ABC's Dana Hughes reports from Nairobi:
Ahead of his trip to Ghana tomorrow, President Obama has invited Africans across the continent to send him a text message with their questions and thoughts. The invitation is extended on the State Department’s America.gov Website, telling Africans “Those who respond early will receive SMS highlights from his speech in Accra, Ghana, on Saturday, July 11. “
The service is being offered in both English and in French and some Africa’s most populous countries have their own short codes.
Kenya, his father’s homeland is one of those countries. There are reports that the President has received thousands of text messages. So I decided to try to text the President myself, to see what would happen.
I asked him what his take is on former U.N. chief Kofi Annan handing over a list of names, likely containing some of Kenya’s most prominent politicians, to be prosecuted by the International Criminal Court for their roles in last year’s post-election violence. “Thank you for your text message to President Obama,” the reply stated. “You are registered to receive speech updates. “ But it’s not only about having access to the speech; the White House has promised that President Obama will directly answer some of the texts and questions on local radio broadcasts throughout the continent.

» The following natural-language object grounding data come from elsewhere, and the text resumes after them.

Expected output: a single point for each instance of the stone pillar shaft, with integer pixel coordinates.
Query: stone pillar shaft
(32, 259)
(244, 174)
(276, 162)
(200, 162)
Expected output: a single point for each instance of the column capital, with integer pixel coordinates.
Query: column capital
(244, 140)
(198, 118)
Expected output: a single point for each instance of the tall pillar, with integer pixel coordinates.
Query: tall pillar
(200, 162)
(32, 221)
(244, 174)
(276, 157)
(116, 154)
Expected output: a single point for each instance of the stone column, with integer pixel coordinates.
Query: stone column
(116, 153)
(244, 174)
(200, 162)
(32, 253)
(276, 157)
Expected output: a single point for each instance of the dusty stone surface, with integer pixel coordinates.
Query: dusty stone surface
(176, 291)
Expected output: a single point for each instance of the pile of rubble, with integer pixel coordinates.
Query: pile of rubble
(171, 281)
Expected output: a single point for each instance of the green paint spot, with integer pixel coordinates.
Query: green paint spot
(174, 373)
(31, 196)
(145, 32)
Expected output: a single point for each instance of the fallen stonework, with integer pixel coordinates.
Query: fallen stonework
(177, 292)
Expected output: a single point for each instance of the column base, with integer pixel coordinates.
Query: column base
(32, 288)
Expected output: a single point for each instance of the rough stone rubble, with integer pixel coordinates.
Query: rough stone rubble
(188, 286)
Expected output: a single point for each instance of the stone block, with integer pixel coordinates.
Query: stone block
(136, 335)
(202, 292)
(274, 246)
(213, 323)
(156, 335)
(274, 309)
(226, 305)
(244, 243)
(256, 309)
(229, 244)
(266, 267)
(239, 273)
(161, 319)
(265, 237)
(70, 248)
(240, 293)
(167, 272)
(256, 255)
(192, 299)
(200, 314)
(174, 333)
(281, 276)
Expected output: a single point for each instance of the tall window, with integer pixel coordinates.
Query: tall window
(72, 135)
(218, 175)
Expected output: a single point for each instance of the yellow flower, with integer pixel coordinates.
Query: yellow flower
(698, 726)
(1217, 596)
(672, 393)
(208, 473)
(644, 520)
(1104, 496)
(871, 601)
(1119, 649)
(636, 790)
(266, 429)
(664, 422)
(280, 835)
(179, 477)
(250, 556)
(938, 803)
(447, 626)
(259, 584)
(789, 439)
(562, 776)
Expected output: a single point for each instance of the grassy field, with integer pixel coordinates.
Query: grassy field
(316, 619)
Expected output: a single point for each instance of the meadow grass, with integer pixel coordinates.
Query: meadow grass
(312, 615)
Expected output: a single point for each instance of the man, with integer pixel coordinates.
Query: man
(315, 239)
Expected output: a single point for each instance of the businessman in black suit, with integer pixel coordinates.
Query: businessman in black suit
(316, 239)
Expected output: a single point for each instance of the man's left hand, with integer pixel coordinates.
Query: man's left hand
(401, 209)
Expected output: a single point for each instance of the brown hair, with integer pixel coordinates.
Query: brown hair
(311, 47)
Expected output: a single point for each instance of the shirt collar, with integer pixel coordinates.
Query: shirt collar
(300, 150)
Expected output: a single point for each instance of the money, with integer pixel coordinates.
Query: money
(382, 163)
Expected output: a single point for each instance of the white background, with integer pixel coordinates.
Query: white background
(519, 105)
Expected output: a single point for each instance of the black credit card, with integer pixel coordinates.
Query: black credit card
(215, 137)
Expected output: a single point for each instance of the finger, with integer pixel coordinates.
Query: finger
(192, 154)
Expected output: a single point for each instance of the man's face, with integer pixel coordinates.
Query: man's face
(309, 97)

I’ve talked to a few young Kenyans who’ve texted President Obama. Some asked questions, and other wanted to send well wishes. “We don’t expect him to have all the answers to Kenya’s problems,” says John, a college student. “ But we like that he’s trying to talk to us.”
To many Africans a text message is the cheapest and easiest way to communicate when not in person. Even in some of the most remote villages, someone has a cell phone. Politicians and businessmen often use text messaging for official business. The Obama administration choosing to use cell phone technology as a way to reach out to the African people, for many, is just more confirmation that he is “ one of their own.”